In the time since my last post much progress has been made. The stereo mix is finished and the design for the subjective testing phase is well on the way. In this post I will reveal the video clips from Big Buck Bunny that I have chosen for testing, and the reasons behind certain decisions that have been made with regards to them and the test itself.

The Clips

4 clips in total will be used for testing. Each clip is quite different in terms of action and it is hoped that this broad range of scene types will be able to effectively showcase the 3D audio capabilities of the Wave Arts Panorama plug-in. The clips will provide data for comparison at the analysis stage from which it is hoped conclusions can be made as to the type of scenes Panorama/Binaural audio can provide the most noticeable enhancement to the film soundtrack (if any), e.g. fast action or slower paced scenes. This comparison is additional to the main aim which is essentially Conventional stereo vs. Binaural.

Recommendation ITU-R BS.1534 – A technical standard for the subjective assessment of intermediate quality level of coding systems – states that the length of test sequences should not exceed 20 seconds in order to guard against listener fatigue and to reduce the overall length of the test. For this reason the duration of each clip was kept short (between 20-25 seconds long). It was my initial intention to strictly keep to the 20 second recommendation, however this proved difficult as it seemed chopping some sequences to 20 seconds spoiled the flow of the action: often cutting scenes short at points which seemed unnatural. It is believed 25 seconds is still short enough not to cause listeners too many problems. ITU-R B.S1534 has relevancy to this study as, like the differences in quality between audio coding systems, the differences between conventional stereo and binaural here are subtle, and in some cases very hard to perceive.

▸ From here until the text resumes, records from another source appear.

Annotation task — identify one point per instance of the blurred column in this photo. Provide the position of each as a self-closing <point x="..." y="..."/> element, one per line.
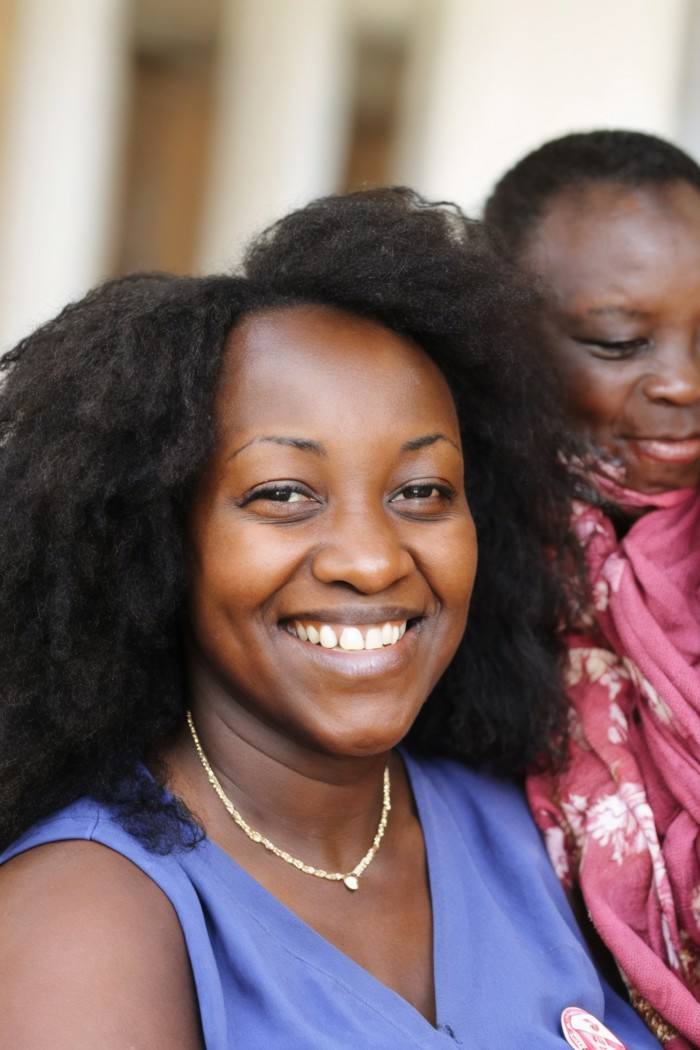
<point x="62" y="135"/>
<point x="489" y="80"/>
<point x="281" y="121"/>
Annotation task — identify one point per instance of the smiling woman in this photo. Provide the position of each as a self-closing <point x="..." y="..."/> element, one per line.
<point x="241" y="519"/>
<point x="610" y="224"/>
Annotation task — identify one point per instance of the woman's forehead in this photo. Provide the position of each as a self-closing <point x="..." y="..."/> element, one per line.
<point x="606" y="238"/>
<point x="312" y="364"/>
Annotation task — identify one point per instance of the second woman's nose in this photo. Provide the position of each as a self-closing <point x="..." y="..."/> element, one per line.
<point x="676" y="378"/>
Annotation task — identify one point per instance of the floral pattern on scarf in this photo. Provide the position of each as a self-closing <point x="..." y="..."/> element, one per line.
<point x="622" y="820"/>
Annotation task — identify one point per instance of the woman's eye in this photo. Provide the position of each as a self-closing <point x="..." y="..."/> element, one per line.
<point x="615" y="348"/>
<point x="279" y="501"/>
<point x="423" y="498"/>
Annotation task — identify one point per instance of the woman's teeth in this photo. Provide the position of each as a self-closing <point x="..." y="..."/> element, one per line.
<point x="348" y="638"/>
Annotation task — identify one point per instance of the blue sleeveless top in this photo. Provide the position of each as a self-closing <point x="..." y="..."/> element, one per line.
<point x="507" y="952"/>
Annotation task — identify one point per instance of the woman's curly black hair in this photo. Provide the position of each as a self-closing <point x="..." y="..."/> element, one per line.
<point x="106" y="424"/>
<point x="634" y="159"/>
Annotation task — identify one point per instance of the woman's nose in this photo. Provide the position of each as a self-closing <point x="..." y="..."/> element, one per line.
<point x="676" y="378"/>
<point x="363" y="551"/>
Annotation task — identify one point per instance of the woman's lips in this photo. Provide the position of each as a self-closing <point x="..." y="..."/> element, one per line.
<point x="667" y="449"/>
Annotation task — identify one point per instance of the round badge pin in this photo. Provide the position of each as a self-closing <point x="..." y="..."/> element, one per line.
<point x="582" y="1031"/>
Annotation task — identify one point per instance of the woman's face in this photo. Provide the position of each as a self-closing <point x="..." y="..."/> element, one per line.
<point x="334" y="552"/>
<point x="623" y="270"/>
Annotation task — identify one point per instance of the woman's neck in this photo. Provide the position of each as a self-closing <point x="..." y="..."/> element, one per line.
<point x="322" y="807"/>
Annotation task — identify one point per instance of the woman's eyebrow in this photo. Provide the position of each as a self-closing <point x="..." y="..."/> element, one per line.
<point x="304" y="444"/>
<point x="425" y="440"/>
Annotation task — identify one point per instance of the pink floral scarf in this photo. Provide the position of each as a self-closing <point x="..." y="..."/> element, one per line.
<point x="622" y="820"/>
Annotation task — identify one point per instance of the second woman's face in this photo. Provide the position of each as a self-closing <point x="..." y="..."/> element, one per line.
<point x="334" y="549"/>
<point x="622" y="267"/>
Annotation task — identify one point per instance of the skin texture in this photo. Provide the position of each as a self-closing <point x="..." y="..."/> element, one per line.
<point x="622" y="269"/>
<point x="361" y="519"/>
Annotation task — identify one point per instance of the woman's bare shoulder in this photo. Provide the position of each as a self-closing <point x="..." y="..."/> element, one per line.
<point x="92" y="954"/>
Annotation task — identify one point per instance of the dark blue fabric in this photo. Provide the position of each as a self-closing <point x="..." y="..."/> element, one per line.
<point x="508" y="956"/>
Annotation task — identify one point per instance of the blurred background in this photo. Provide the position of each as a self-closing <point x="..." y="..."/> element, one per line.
<point x="162" y="133"/>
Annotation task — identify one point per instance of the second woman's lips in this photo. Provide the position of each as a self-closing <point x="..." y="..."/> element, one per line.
<point x="669" y="449"/>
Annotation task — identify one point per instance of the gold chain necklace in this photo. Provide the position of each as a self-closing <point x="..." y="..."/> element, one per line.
<point x="349" y="879"/>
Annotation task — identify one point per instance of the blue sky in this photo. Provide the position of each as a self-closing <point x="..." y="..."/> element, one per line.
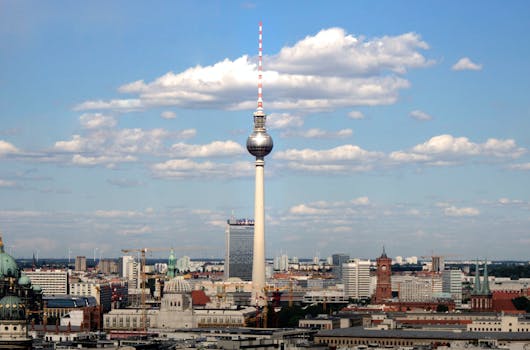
<point x="404" y="124"/>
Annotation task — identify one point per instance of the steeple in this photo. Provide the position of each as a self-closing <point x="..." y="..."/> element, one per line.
<point x="476" y="288"/>
<point x="171" y="265"/>
<point x="485" y="282"/>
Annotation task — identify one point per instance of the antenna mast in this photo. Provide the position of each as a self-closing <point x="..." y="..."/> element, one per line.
<point x="260" y="67"/>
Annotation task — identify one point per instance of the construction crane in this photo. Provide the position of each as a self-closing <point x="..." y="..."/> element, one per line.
<point x="143" y="251"/>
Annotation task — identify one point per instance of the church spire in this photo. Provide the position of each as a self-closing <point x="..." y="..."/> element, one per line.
<point x="171" y="265"/>
<point x="476" y="288"/>
<point x="485" y="282"/>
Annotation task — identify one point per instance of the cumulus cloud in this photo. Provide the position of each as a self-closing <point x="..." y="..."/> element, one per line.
<point x="466" y="64"/>
<point x="356" y="115"/>
<point x="303" y="209"/>
<point x="111" y="214"/>
<point x="445" y="149"/>
<point x="316" y="133"/>
<point x="419" y="115"/>
<point x="466" y="211"/>
<point x="284" y="121"/>
<point x="7" y="148"/>
<point x="184" y="168"/>
<point x="7" y="183"/>
<point x="333" y="52"/>
<point x="213" y="149"/>
<point x="520" y="166"/>
<point x="340" y="153"/>
<point x="136" y="230"/>
<point x="322" y="72"/>
<point x="97" y="120"/>
<point x="168" y="115"/>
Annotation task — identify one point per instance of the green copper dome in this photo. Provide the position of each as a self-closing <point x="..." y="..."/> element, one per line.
<point x="12" y="308"/>
<point x="24" y="280"/>
<point x="8" y="265"/>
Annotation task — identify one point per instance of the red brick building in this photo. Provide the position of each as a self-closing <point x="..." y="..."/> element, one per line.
<point x="383" y="289"/>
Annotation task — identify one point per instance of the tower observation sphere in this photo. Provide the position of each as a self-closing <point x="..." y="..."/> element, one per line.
<point x="259" y="143"/>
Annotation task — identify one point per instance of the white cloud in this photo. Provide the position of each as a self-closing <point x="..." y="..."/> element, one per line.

Below you will find each video clip which will be used for subjective testing. I had my reservations about posting them as I do not want to jeopardise my test in any way by potentially revealing test material which could void results. Here however I do not think there is any risk as the audio has been completely removed. Also Big Buck Bunny is a widely available and we known film which many people have seen before. Merely posting some muted clips shouldn’t harm the experiment, and there is the added comfort that no one actually reads this blog, at least the population from whom I will be taking test subjects from don’t!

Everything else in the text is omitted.